LDaCA Technical Architecture Update
2025-09-24

This presentation is an update on the Language Data Commons of Australia (LDaCA) technical architecture for the LDaCA Steering Committee meeting 22 August 2025, written by members of the LDaCA team; me, Moises Sacal, and Ben Foley edited by Bridey Lea. This version has the slides we presented and our notes, edited for clarity. There's a more compact version of this up over on the LDaCA site
The architecture for LDaCA has not changed significantly for the last couple of years. We are still basing our design on the PILARS protocols.

This presentation will report on some recent developments, mostly in behind-the-scenes improvements to our software stack. It will give a brief refresh of the principles behind the LDaCA approach, and talk about our decentralised approach to data management and how it fits with the metadata standards we have been developing for the last few years.
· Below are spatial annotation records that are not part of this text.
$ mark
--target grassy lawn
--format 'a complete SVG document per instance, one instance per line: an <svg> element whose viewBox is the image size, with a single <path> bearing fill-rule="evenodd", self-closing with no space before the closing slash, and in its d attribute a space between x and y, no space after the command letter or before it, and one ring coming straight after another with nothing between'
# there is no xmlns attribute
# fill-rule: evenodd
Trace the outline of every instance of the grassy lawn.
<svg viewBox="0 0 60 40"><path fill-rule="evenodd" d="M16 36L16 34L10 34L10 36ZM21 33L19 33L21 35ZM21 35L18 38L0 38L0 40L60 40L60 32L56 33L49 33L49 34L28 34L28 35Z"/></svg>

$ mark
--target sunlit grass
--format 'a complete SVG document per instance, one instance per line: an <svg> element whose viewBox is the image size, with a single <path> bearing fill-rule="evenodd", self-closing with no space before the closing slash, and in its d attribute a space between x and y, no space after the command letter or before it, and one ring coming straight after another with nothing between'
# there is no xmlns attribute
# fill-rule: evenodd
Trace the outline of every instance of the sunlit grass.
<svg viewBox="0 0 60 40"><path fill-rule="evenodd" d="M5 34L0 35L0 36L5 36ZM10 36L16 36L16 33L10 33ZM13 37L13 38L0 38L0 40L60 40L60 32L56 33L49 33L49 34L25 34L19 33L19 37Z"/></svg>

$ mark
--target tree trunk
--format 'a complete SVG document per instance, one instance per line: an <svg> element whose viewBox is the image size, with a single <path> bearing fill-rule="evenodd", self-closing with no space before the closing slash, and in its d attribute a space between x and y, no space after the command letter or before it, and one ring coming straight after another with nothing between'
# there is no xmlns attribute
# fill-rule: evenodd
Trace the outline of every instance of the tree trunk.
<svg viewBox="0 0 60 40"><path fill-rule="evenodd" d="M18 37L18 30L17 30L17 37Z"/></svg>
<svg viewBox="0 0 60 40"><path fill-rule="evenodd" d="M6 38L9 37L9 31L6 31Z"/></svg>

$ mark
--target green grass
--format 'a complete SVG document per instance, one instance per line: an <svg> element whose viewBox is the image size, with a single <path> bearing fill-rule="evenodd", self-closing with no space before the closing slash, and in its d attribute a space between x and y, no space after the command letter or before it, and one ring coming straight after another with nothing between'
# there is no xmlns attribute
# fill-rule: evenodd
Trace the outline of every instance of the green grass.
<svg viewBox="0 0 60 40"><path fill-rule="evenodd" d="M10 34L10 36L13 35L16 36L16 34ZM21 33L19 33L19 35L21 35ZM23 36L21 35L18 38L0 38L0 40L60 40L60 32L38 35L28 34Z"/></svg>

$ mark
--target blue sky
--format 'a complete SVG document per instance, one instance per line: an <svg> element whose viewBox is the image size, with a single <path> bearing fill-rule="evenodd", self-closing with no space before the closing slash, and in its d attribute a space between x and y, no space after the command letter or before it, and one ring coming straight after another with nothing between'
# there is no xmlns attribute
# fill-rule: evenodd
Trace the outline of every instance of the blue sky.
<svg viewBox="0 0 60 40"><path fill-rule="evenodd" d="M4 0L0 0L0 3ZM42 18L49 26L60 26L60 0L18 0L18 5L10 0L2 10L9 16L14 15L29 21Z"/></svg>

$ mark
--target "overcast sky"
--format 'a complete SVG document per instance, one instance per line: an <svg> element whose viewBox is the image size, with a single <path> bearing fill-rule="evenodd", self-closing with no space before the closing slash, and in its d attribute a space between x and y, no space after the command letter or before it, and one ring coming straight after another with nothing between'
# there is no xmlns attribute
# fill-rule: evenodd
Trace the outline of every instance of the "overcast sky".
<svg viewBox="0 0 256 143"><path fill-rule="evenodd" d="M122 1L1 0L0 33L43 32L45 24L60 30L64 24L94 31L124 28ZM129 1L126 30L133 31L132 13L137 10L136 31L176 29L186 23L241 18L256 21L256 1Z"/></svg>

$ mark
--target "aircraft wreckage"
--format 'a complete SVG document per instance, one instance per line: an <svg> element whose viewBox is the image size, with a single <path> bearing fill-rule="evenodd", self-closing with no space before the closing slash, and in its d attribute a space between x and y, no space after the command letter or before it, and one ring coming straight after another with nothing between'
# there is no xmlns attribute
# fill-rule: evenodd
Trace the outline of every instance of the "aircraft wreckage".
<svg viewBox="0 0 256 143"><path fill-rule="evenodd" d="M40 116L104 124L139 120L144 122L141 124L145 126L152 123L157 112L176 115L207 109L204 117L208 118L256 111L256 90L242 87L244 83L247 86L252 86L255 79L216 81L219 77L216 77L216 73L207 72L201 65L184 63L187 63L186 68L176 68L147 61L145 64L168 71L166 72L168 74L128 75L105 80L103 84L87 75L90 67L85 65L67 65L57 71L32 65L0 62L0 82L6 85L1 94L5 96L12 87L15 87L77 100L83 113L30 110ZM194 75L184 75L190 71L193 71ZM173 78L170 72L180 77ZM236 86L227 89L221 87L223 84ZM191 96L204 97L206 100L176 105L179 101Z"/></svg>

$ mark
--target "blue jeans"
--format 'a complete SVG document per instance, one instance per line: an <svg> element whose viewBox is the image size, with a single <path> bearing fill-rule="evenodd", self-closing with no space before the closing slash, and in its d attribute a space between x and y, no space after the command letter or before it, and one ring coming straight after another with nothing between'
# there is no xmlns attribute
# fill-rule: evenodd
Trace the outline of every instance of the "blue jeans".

We will also show how the open source tools used across LDaCA’s network of collaborators are starting to be harmonised and shared between services, reducing development and maintenance costs and improving sustainability.

The big news is a new API a new RO-Crate API (“An RO-Crate API” - AROCAPI ) which offers a standardised interface to PILARS-style storage where data is stored as RO-Crates, organized into "Collections" of "Objects" according to the Portland Common Data Model (PCDM) specification, which is built-in to RO-Crate.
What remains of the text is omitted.